何かを決意したようにそうまくし立てて言った苗字。顔はもう真っ赤で、下を向いていた。


ネジとドライバー、ほんとに買いに行ったんじゃな…ホームセンターでネジとドライバーと睨めっこする苗字が目に浮かぶようで、ふふっと笑ってしまいそうになる。

そして結局ネジとドライバーは買わなかったと。だから今度俺のプレゼントを買いに一緒にお出掛けしたいじゃと…。

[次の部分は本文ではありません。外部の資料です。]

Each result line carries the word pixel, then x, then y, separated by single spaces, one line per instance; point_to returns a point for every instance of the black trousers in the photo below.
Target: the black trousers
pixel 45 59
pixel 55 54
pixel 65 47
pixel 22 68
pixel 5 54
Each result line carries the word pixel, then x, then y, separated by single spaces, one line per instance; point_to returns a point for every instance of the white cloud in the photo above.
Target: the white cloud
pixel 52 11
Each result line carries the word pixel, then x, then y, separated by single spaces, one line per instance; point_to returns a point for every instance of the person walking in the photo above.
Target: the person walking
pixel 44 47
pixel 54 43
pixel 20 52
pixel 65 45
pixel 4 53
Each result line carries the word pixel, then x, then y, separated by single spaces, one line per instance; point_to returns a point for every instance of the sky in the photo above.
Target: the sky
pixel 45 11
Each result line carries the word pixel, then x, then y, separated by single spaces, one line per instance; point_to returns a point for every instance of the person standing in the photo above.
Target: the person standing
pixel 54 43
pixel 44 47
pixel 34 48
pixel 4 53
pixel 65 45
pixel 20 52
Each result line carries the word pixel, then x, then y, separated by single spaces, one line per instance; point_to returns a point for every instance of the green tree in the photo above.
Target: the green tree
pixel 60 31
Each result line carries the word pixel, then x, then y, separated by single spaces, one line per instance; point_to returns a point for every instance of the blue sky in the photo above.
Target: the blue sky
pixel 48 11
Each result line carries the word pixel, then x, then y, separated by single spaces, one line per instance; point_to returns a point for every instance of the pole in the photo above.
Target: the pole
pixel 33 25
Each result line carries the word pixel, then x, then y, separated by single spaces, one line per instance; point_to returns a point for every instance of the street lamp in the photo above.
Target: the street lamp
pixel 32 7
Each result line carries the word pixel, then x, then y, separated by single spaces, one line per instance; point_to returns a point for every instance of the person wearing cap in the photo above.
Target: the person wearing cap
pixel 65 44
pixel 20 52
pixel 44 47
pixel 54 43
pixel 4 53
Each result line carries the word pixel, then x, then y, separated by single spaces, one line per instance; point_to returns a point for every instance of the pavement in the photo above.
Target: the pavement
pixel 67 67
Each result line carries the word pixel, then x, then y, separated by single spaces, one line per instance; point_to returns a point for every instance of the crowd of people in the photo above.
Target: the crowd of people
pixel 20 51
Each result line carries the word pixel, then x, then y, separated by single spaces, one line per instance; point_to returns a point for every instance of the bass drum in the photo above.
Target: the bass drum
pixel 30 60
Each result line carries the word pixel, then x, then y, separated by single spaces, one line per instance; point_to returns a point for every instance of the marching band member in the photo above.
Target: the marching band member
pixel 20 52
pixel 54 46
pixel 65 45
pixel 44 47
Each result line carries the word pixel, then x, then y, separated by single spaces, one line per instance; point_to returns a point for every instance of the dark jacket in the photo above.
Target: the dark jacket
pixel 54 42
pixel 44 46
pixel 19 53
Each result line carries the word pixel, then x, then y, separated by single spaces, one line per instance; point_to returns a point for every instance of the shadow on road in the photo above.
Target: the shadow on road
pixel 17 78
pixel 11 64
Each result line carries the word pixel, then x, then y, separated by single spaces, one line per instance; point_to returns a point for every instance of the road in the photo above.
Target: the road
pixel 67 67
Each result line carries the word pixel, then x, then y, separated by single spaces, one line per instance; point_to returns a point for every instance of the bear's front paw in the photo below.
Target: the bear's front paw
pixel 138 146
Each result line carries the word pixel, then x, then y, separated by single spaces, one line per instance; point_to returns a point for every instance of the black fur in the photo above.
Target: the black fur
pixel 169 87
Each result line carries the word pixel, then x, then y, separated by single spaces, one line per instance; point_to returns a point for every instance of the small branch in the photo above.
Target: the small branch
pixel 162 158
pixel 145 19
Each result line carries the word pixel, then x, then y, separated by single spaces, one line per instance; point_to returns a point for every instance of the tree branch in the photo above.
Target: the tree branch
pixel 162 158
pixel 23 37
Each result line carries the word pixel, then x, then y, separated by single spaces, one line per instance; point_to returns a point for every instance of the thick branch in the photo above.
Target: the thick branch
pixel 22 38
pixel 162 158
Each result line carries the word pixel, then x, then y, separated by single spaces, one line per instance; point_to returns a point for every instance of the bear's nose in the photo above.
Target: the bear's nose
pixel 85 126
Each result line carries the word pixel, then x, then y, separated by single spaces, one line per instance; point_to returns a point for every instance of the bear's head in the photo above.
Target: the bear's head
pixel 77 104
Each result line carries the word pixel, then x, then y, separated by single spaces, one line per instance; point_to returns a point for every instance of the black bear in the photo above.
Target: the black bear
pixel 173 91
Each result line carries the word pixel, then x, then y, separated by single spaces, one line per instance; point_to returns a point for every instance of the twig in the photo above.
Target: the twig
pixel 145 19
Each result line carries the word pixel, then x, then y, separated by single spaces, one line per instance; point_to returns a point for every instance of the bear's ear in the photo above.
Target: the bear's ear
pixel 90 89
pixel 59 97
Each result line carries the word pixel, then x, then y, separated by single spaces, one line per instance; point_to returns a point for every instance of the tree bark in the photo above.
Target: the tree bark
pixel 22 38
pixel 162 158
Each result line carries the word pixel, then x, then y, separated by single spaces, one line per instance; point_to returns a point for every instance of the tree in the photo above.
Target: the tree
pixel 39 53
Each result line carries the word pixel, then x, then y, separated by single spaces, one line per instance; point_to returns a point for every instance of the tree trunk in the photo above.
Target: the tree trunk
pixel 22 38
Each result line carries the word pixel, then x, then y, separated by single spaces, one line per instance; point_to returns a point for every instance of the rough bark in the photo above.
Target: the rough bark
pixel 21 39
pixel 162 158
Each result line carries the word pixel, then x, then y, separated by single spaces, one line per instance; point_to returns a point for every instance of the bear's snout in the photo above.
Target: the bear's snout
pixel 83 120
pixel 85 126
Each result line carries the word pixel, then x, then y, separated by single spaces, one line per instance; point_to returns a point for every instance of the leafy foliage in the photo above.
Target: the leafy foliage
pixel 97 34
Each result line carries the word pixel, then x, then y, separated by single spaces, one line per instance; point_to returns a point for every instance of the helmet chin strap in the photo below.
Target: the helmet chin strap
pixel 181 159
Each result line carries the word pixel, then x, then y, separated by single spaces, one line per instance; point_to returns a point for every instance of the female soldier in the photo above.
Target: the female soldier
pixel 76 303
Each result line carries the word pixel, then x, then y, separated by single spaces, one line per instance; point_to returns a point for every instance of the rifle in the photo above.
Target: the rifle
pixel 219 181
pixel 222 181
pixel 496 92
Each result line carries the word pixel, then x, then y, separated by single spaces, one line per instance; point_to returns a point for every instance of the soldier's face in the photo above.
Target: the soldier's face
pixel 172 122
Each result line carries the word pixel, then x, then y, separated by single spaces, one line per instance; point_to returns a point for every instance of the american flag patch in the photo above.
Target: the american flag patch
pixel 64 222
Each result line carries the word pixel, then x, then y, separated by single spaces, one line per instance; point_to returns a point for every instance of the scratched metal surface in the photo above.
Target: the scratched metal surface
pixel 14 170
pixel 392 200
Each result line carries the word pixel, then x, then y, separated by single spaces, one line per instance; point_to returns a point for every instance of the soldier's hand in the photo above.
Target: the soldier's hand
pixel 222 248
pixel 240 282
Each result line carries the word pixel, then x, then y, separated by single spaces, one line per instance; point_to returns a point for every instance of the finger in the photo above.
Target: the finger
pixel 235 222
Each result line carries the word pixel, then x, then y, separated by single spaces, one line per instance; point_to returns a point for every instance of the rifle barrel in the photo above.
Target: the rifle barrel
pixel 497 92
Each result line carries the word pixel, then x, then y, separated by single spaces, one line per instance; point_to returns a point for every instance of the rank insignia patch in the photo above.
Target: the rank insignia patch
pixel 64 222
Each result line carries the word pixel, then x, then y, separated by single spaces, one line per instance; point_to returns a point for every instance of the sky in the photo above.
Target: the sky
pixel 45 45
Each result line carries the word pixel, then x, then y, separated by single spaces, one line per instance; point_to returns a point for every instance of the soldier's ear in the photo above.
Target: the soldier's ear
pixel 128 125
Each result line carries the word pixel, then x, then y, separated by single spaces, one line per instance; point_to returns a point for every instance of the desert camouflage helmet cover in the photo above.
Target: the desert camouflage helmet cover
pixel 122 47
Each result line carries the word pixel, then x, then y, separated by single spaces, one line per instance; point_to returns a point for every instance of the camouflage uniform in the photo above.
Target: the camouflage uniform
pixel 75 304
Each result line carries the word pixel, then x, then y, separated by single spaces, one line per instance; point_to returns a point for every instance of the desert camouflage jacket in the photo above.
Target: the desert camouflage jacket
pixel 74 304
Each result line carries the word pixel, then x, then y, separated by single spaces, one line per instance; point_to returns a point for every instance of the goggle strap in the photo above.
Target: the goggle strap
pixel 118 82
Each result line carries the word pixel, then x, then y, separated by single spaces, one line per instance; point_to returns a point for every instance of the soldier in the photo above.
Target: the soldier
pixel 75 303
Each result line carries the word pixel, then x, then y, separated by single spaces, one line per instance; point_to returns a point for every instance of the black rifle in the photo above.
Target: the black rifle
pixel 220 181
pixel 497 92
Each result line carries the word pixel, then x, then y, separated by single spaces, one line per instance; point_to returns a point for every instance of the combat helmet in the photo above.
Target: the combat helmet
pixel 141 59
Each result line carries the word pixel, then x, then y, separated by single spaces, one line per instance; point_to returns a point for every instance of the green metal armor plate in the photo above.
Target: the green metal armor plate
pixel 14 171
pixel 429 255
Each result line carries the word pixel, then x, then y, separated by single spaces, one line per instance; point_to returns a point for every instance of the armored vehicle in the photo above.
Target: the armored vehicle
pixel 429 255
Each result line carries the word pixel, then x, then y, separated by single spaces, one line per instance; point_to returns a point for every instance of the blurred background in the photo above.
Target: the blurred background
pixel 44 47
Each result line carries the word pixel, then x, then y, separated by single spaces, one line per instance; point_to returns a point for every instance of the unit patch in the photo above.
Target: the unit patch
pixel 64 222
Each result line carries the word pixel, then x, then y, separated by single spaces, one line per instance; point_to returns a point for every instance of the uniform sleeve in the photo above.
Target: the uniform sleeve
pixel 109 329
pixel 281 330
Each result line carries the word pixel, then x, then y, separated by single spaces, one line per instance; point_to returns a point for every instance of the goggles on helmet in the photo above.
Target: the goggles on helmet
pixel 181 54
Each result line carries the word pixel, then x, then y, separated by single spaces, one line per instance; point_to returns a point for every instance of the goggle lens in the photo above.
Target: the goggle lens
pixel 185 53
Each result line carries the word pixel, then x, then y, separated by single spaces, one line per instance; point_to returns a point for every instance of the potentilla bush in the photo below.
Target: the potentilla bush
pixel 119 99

苗字、そんな顔でそんなことを言われて、俺は期待してしまうぜよ?


「それは、デートのお誘いかの?」

顔がニヤけそうになるのを必死に抑えて、俺は苗字に平然と尋ねる。

「へっ!え、えっと、その…そ、そうです……」

「分かった」

「え!!いいんですか!!」

いいに決まっとるのに、なんでそんなに嬉しそうなんじゃ。

「じゃが、プレゼントは今貰ってもいいかの」

「あ、あの、そのプレゼントを買いに、今度ーーー」

そんなことは分かっとる。もちろんデートには行く。じゃが、俺はもう今、苗字が欲しくて欲しくてたまらないんじゃ。

「俺は苗字が欲しいんじゃけど」

「…へっ?」

俺の言葉がそんなに意外だったのか、一瞬遅れて驚きの声を出す苗字。

「あ、あの仁王せんぱっ…きゃぁ!」

俺は苗字の肩に手を回すと、瞬時に抱き上げた。苗字はびっくりしたのか、俺の首に腕を回す。驚かせてすまんと思ったが、なんて役得じゃろう。顔が近くて、密着していて、可愛くおどおどしとって、このままちゅーしてやろうかと思った。

「ということで、このまま帰ってもいいかの。パーティーありがとのう」

じゃがさすがにここでは出来ないので、このまま帰ることにする。

「うん、お幸せに」

「返品は不可っすからねー!!」

幸村と赤也が言った。赤也は清々しいほどの笑顔で、今初めて、苗字と赤也のことは誤解じゃったんじゃと気付いた。そして周りを見渡すと、驚いた顔の真田、やれやれと言った顔をした柳、丸井、ジャッカル、柳生。柳生には相当苦労を掛けたのう。まぁ半分は面白がってたような気がするが、今度何かお礼でもしておくか。





「先輩っ、そろそろ降ろしてほしいんですけどぉ…」

部室を出て、このままほんとに帰ろうと思っていたが、そうもいかないようで、苗字がそう呟いた。顔を真っ赤にして恥ずかしそうな苗字。壊れ物を扱うようにゆっくりと降ろしてやる。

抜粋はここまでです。